Somewhere between 2007 and 2011, I realised that granola had stopped being associated with lentil weaving and had become a stalwart of brunch menus across the land. It probably happened earlier than this, but I'm not particularly up on the food scene, as evidenced by my use of the phrase 'the food scene'.
I don't live in a cheap area of London. The nearest places to me that serve brunch charge £6 for granola, yoghurt and berries so I've never eaten it in a restaurant.
You would think that buying a box from the shops would be cheaper. Which it is, bowl for bowl. But the price of the good stuff is insane, when you consider that the basic ingredients are oats, nuts, dried or freeze-dried fruit.
So how do the premium brands get away with charging nearly £4 for 400 grams? Truly, it makes me want to punch all the stupid granola in its fancy foil bags. Well, when I decided to try and make my own granola at home, I realised why.
I looked at a few recipes for granola on the BBC website. They were all similar in their method, the only differences were the types of sugar used to bind the ingredients together and the ingredients themselves.
I decided to reproduce my favourite granola as closely as possible. It combines some cheaper nuts and seeds, like almonds and sesame seeds, with some more expensive ones, like pecans and linseed. It uses vegetable oil, maple syrup and honey to bind.
The mention of maple syrup, 125 grams no less, sent my purse into a bit of a nervous frenzy, the price per gram of this being at saffron-like levels. But the aim was to find out how much it would cost to produce it myself, so I bit the bullet and included it.

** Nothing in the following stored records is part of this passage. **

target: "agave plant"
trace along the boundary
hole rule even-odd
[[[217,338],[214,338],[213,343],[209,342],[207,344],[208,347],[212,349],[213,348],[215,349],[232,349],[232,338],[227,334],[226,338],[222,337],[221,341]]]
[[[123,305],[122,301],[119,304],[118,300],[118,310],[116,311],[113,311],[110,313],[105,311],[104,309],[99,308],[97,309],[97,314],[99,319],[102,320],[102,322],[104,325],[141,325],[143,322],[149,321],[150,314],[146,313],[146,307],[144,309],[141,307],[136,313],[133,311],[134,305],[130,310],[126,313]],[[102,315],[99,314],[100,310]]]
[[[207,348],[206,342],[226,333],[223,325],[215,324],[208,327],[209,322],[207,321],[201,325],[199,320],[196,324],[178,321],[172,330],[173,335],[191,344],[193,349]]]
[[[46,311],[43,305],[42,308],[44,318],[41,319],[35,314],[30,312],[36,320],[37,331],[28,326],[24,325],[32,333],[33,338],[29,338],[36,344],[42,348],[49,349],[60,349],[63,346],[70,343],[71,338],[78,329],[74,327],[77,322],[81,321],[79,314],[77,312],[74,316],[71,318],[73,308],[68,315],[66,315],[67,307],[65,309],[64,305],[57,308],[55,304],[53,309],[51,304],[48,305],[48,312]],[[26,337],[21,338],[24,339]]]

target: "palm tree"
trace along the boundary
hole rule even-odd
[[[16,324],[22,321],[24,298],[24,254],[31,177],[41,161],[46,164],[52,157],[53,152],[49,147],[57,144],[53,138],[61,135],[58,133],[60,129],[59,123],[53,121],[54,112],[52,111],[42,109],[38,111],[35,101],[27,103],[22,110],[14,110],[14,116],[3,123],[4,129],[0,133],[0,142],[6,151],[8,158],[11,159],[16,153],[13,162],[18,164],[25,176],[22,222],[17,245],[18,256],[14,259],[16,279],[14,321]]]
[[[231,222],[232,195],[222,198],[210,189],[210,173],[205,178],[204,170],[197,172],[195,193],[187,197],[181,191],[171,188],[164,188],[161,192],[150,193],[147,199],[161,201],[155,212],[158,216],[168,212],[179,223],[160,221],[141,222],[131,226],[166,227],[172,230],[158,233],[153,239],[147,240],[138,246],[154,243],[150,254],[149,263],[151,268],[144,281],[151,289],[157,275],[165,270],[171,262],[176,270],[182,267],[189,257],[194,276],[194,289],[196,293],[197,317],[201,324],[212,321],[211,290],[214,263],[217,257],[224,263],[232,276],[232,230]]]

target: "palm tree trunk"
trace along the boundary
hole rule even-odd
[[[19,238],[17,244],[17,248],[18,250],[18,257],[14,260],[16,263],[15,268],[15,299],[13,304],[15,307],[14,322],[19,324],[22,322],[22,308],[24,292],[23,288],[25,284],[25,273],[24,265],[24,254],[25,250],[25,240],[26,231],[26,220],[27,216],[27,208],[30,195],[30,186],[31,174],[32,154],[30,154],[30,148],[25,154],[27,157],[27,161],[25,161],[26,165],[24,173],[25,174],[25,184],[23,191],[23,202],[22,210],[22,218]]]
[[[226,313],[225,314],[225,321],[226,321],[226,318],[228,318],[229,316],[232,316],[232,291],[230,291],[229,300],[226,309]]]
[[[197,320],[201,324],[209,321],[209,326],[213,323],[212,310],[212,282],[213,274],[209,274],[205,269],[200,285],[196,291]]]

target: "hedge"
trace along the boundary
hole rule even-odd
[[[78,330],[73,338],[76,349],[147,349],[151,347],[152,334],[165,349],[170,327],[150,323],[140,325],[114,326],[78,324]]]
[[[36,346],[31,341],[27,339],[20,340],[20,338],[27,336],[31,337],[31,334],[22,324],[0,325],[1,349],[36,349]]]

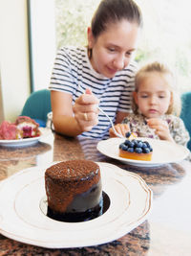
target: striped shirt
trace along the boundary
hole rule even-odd
[[[54,61],[50,90],[63,91],[73,95],[73,104],[81,95],[79,85],[85,91],[91,88],[99,100],[101,107],[116,121],[117,111],[131,112],[132,91],[135,86],[137,64],[131,61],[123,70],[112,79],[96,73],[89,60],[87,48],[61,48]],[[92,130],[81,134],[83,137],[106,139],[109,137],[111,124],[107,117],[99,112],[98,124]]]

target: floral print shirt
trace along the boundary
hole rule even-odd
[[[186,130],[183,121],[175,115],[163,115],[160,117],[166,121],[169,126],[171,136],[177,144],[186,146],[189,141],[189,133]],[[136,132],[138,137],[147,137],[153,139],[159,139],[153,128],[147,126],[146,118],[141,114],[130,113],[122,121],[122,124],[128,124],[131,132]]]

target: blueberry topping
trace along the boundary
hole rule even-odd
[[[138,153],[141,153],[142,152],[142,149],[141,148],[136,148],[135,151]]]
[[[150,151],[153,151],[153,149],[148,141],[141,141],[136,139],[126,139],[123,143],[119,145],[119,149],[129,152],[137,153],[149,153]]]
[[[129,138],[131,136],[131,132],[130,131],[127,131],[127,133],[125,134],[125,137],[126,138]]]
[[[127,151],[128,152],[134,152],[134,148],[128,148]]]
[[[143,148],[142,151],[145,153],[148,153],[148,152],[150,152],[150,149],[149,148]]]

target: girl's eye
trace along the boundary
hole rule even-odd
[[[114,48],[109,48],[108,49],[110,52],[115,52],[116,51],[116,49],[114,49]]]
[[[130,57],[132,55],[132,52],[127,52],[125,55]]]

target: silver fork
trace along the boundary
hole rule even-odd
[[[84,94],[85,92],[84,92],[83,88],[81,87],[81,85],[78,84],[78,86],[79,86],[80,91]],[[114,123],[113,123],[112,119],[109,117],[109,115],[108,115],[105,111],[103,111],[103,109],[100,108],[99,106],[97,106],[97,108],[98,108],[98,110],[99,110],[102,114],[104,114],[104,115],[108,118],[108,120],[110,121],[110,124],[112,125],[112,128],[113,128],[115,134],[116,134],[117,137],[124,139],[125,137],[122,136],[121,134],[119,134],[119,133],[116,130],[115,126],[114,126]]]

Making granola is really easy. It's exactly the same as making flapjacks, except you endeavour to make a crumble out of the mixture and scatter it out as one layer onto your baking trays, rather than pressing and compacting it into a tin and the cooking time wasn't excessive.
I ended up with just over a kilogram of granola. I did a little spreadsheet to find out how it compared in cost, gram for gram. Allowing a tiny bit of rounding up, my homemade version cost £7.55 per kilogram, compared to the shop bought version at £9.40 per kilo. My figure doesn't include electricity used or packaging, or any other overheads, of course.
I'm simultaneously delighted and disappointed to discover that making granola at home is super-easy, but it actually doesn't cost that much less than the store bought stuff. I now feel a bit guilty about wanting to punch cereal.
Will I make my own granola again? Yes, because it is so easy and quick to make and I can increase the quantity of the good stuff, meaning I won't end up fishing through a nearly empty granola bag, fishing out any remaining pistachios, so I don't just get a bowlful of oaty crumbs.
The recipe I used to guide my granola is from the Good Food website and can be found here. As long as you respect the ratios of wet to dry ingredients, you can exchange the fruit, nuts and seeds for whatever you like. In my case, I skipped the fruit almost altogether and increased the amount of nuts and seeds accordingly.
Ignore the advice that the granola keeps for a few weeks, it might go a little soft, but if you keep it in an airtight container, it will be good for at least twice that time.